Maria del Mar de Vries (foto), bestuurslid bij Between Borders Amsterdam, trekt zich het lot van ongedocumenteerde migranten zeer aan. ‘Onze activiteiten vormen geen totaaloplossing, maar wel een bijdrage. We vertellen op allerlei manieren hun verhaal of laten ongedocumenteerde migranten zelf hun verhaal doen, voor zover ze dat zelf willen’, zegt zij.
Maria del Mar de Vries (Beeld: Graciëlla Owen)
Ongedocumenteerden leiden een onzeker bestaan. Ze zijn dakloos of hebben geen vaste woon- of verblijfplaats. Een plek in een kraakpand betekent dat het onderkomen elk moment ontruimd kan worden.
‘Ik ken mensen die al twintig jaar in Nederland wonen en afkomstig zijn uit oorlogsgebieden. Soms is hun asielverzoek meerdere malen afgewezen. Ze spreken perfect Nederlands en zijn goed ingeburgerd, maar wonen in een kraakpand.’
Voor deze ongedocumenteerde migranten organiseert Between Borders Amsterdam evenementen waar kunst, muziek en koken centraal staan. ‘Ik weet niet of we het verschil maken, maar we proberen het onze doelgroep iets minder moeilijk te maken’, aldus De Vries.
‘Ze spreken perfect Nederlands en zijn goed ingeburgerd, maar wonen in een kraakpand’
Op de website van Between Borders staan foto’s die door migranten zijn gemaakt en worden verkocht. De opbrengst is voor de volle 100 procent voor de gelegenheidsfotografen. Het zijn niet altijd beelden waar je vrolijk van wordt, maar het zijn foto’s die hun belevingswereld weergeven. Voor de één betekent dit een foto onderweg naar de opvang, voor een ander het verblijf in een kraakpand.
Daarnaast organiseert Between Borders Amsterdam kookbijeenkomsten. Hiervoor koken ongedocumenteerde migranten eten voor gasten die een lekkere maaltijd komen nuttigen. Het bedrag dat daarvoor wordt opgehaald is voor de migranten.

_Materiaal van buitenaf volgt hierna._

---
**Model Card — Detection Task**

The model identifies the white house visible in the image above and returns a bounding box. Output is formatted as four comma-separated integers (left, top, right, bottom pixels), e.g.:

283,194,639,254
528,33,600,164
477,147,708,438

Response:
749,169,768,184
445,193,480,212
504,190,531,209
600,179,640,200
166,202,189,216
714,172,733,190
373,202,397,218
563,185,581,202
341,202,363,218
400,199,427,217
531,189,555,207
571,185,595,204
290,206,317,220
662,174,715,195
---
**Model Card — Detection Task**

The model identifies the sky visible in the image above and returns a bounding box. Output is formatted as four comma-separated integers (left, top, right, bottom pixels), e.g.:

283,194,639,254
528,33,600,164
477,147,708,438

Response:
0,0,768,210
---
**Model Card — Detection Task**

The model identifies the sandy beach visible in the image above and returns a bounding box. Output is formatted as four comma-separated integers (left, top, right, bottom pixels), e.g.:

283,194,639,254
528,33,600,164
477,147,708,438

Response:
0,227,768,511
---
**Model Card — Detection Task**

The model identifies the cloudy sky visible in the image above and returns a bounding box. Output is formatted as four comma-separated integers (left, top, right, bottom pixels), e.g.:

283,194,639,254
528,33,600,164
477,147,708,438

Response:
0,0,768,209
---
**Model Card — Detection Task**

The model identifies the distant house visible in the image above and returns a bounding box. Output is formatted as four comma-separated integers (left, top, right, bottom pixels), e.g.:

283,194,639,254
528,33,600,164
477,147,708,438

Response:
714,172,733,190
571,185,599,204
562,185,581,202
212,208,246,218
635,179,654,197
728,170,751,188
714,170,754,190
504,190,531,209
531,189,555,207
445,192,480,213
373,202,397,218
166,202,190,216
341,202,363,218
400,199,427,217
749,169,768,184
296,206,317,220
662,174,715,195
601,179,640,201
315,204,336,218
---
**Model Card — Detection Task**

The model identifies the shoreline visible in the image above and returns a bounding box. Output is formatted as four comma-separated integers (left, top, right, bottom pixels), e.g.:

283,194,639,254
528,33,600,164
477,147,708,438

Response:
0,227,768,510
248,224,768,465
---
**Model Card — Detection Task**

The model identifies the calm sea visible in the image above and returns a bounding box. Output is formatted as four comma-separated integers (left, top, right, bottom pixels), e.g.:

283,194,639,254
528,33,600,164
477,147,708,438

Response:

Als gevolg van de coronapandemie werd het helaas onmogelijk om met deze bijeenkomsten door te gaan. Gelukkig is er een creatieve oplossing voor gevonden en bezorgt de stichting nu ook lekkernijen op bestelling, zoals Soedanese truffels gemaakt door ongedocumenteerden.
‘Onze achterban bestaat grotendeels uit moslims’, vertelt De Vries. Voor hen had zij tijdens de ramadan, die dit jaar in april zal plaatsvinden, graag een een iftar willen organiseren, die in het Nelson Mandelapark in de Bijlmer zou moeten plaatsvinden. Maar corona gooide roet in het eten. Daarom heeft de stichting plannen om tijdens de ramadan ook maaltijden aan vluchtelingen en andere kwetsbare groepen te bezorgen. ‘Uiteindelijk is de ramadan een tijd van verbroedering’, zegt De Vries.
Muzikant Cyriague tijdens een bijeenkomst van Between Borders Amsterdam pre-corona (Beeld: Rob Godfried)
Strenge IND
Er zijn mensen die vinden dat het onzin is om activiteiten voor deze doelgroep te organiseren, aldus De Vries. ‘Ze’ moeten ‘gewoon’ uitgezet worden, hoort zij hen dan zeggen. De Vries kent deze discussies maar al te goed en heeft haar weerwoord klaar.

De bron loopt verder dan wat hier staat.